洋上風車は高さ300メートルにもなる巨大な構造物であり、主力パーツであるナセル(ギア、発電機などを収納する筐体)、ブレード(羽根)、タワー(塔体)などを始め、部品点数は2万点に上るといわれる。こうした部品の供給網を作り上げることで、欧米メーカーの製造拠点を日本に持ってくることが産業化のためには不可欠となる。

脱炭素でエネルギー業界が注目するアンモニア

「現在建設中の火力発電所も、最初は石炭を使いますが、順次アンモニアに変えていく」

日本に再エネの先端産業がない今、政府とエネルギー業界が期待をかける残された数少ない独自技術が「アンモニア」である。突然、アンモニアと言われても「尿」や「臭い」ぐらいのイメージしかないかもしれないが、今、少なくとも日本のエネルギー界においては一つの大きなトピックになっている。アンモニアの化学式はNH3であり、これを燃焼しても、CO2が出ないという点が注目を集めているのだ。

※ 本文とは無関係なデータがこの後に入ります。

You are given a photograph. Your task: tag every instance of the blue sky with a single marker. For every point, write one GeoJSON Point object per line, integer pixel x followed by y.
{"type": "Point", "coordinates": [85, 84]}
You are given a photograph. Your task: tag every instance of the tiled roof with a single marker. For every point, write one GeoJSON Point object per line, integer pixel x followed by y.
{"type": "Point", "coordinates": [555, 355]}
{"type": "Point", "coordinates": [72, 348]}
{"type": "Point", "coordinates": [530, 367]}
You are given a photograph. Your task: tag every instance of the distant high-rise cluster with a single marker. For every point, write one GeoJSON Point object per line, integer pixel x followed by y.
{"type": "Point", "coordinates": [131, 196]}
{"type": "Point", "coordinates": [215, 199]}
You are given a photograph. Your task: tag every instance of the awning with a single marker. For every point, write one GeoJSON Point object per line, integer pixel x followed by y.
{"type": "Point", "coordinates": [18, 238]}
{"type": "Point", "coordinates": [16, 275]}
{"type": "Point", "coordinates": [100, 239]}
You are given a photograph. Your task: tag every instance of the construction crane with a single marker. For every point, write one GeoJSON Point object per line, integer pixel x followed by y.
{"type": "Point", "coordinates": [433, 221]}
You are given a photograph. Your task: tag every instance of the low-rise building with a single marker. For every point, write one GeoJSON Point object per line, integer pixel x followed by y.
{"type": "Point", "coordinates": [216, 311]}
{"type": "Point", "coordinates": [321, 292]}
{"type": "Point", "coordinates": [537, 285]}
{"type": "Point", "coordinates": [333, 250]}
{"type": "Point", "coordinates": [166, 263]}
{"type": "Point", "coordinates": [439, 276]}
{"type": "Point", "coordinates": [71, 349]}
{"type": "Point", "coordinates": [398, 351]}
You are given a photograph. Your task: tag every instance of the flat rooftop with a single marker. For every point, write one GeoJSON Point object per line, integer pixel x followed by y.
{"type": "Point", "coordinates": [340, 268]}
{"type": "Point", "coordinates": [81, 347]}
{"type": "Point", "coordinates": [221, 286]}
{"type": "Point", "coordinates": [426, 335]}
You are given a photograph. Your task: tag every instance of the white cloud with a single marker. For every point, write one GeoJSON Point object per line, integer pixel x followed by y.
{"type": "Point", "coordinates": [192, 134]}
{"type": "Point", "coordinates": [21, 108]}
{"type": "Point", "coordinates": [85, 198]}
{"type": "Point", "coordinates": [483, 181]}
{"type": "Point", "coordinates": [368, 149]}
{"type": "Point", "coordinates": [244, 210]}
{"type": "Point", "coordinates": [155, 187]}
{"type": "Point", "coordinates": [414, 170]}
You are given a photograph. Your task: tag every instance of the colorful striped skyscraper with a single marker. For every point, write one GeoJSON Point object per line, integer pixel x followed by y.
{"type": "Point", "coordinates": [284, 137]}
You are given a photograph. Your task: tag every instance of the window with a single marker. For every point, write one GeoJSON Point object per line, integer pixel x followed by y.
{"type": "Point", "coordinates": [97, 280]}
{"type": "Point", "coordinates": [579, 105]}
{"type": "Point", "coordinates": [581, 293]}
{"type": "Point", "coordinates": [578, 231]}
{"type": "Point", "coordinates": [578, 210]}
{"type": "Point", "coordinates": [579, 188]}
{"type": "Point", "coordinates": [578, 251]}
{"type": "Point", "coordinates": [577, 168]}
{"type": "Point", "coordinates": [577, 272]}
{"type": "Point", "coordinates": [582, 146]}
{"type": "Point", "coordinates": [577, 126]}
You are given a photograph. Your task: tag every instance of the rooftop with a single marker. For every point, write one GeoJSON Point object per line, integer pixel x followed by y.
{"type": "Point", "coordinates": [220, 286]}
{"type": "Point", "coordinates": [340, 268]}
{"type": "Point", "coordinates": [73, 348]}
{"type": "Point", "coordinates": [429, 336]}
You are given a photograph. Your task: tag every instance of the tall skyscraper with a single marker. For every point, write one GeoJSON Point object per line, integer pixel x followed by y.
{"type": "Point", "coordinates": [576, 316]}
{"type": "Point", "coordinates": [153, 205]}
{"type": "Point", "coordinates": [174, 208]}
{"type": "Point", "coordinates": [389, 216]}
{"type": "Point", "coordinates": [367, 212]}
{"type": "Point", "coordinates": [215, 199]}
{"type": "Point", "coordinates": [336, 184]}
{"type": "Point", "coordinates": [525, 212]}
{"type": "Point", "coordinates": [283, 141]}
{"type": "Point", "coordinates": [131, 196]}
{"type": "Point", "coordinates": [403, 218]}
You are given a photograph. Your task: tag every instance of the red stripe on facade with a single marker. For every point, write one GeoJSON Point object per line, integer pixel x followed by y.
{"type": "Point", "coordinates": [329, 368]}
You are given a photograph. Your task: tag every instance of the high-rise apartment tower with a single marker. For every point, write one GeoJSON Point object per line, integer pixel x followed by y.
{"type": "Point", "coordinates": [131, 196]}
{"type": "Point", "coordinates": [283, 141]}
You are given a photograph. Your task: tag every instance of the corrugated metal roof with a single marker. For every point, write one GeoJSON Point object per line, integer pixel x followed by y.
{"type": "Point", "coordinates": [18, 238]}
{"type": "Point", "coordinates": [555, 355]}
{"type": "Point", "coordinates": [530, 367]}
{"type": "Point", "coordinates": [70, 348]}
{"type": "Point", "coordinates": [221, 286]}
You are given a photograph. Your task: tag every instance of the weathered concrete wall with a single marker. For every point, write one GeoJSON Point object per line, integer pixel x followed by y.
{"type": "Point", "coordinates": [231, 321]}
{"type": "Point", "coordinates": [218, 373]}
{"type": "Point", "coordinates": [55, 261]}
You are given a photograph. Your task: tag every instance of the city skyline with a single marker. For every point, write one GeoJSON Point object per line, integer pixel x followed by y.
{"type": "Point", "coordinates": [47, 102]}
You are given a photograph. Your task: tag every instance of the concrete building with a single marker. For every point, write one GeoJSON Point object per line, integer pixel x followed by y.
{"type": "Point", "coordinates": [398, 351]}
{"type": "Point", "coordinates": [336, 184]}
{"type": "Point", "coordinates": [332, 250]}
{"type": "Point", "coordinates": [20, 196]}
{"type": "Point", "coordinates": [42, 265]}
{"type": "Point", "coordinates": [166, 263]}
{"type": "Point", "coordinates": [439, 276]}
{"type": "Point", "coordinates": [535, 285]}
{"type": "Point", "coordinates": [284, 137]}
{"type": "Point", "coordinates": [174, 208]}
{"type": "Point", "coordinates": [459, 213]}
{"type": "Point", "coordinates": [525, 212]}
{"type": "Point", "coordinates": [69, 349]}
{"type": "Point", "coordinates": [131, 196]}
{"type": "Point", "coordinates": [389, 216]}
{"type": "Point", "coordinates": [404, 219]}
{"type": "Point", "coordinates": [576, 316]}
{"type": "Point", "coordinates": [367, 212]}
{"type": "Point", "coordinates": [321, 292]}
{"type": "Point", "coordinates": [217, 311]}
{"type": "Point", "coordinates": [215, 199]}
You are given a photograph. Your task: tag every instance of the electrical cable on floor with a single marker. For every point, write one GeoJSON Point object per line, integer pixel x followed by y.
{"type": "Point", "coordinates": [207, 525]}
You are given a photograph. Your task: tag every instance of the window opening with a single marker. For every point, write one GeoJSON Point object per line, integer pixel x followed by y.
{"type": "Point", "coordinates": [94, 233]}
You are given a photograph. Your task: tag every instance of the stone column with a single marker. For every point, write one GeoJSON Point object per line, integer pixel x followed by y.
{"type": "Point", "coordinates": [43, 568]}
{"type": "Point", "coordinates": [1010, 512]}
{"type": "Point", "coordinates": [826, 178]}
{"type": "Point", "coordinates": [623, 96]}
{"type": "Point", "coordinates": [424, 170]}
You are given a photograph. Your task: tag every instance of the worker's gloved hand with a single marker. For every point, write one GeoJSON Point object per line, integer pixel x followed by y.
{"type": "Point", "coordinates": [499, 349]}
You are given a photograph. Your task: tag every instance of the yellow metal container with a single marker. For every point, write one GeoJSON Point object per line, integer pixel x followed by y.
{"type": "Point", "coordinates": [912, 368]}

そして、これを火力発電に活用することで、2050年までに「ゼロエミッション火力」を実現するという壮大なプランをぶちあげたのがJERAだ。

JERAは福島事故後の電力再編で、東京電力と中部電力の火力・燃料部門を統合する形で設立された会社である。洋上風力事業にも注力しているものの、その根幹にあるのは、やはり火力発電だ。日本のCO2排出の4割を占める火力発電のうち約半分を担うJERAが、2050年までのカーボンニュートラルを宣言する中で導き出した一つの答えが「アンモニア」だった。